Die Rauminstallation „Angst vor deutschen Kleinstädten“ von Emil Wesemann, befasst sich mit dem Einnehmen von Räumen: „Es geht darum, wie sich gewisse ästhetische Elemente gestalten und was sie eigentlich über die Funktionen hinaus erzählen, welche Rückschlüsse lässt es auf die Menschen, die da leben zu. Oder ist das eine Illusion, weil wir mit einem gewissen ästhetischen Verständnis durch die Welt gehen und aufgrund von dem, wie wir das wahrnehmen, Zuschreibung machen“, erklärt Wesemann, den Gedanken hinter seinen Werken.

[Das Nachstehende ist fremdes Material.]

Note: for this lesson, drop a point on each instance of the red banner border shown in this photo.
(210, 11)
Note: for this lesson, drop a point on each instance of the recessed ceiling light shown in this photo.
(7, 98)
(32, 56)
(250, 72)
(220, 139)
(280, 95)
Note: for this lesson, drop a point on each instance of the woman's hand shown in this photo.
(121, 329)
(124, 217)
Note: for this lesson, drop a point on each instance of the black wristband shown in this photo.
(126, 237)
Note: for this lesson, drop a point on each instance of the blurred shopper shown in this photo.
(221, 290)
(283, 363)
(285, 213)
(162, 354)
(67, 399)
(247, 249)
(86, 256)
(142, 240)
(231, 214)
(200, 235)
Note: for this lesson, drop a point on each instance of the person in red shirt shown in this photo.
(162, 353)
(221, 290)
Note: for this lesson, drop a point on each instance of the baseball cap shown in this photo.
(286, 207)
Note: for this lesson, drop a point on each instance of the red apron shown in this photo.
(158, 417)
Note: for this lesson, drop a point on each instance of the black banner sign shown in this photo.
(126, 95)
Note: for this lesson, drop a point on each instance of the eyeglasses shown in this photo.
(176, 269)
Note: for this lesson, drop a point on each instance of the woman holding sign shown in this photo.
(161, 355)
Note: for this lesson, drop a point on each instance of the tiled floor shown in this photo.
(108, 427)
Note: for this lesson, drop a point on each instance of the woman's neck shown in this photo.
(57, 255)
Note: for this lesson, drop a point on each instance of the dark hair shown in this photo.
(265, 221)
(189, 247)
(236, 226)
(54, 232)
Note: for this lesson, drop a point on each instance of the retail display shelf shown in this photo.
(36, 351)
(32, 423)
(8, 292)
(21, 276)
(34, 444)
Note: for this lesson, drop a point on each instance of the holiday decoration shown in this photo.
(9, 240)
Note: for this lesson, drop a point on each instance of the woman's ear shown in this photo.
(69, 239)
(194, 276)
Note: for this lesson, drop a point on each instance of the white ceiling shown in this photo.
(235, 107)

Klara Hobza befasst sich in ihrer Videoinstallation unter anderem mit Flüssen, um dadurch wieder einen Zugang zu ihrer Heimat zu finden. Dazu hat sie sich vorgenommen, die Flüsse Europas zu durchtauchen, trainiert wurde sie von einem Militärtaucher aus Istanbul, der ihr unter anderem auch beibrachte, eine Banane unter Wasser zu essen, das wurde auch per Video festgehalten. Zudem hat sie eine große Studie von Flussbewegungen festgehalten, darunter auch von der Aller in Wolfsburg.

Alle Kunstwerke sind bis einschließlich 8. Februar 2026 zu sehen, der Eintritt ist dabei kostenlos. Die Ausstellung wird unterstützt von der Volkswagen Group, VR-Stiftung, Volksbank Brawo, Niedersächsisches Ministerium für Wissenschaft und Kultur sowie der Stadt Wolfsburg.

Mit „alles neu“ eröffnet der Kunstverein Malereien, Collagen und Texte zur Reaktion auf Themen wie Klimawandel, Rechtsruck und Krieg. Hintergrund war ein Open Call des Kunstvermittlungsteams „Lokale Liason“, das sich an junge Wolfsburger im Alter von 13 bis 21 Jahren richtete. Das betrachtende Publikum kann für die ausgestellten Werke voten. Am 8. Februar 2026, dem letzten Tag der Ausstellung, wird das Votum ausgewertet und ein Publikumspreis verliehen. Auch hier ist der Eintritt kostenlos.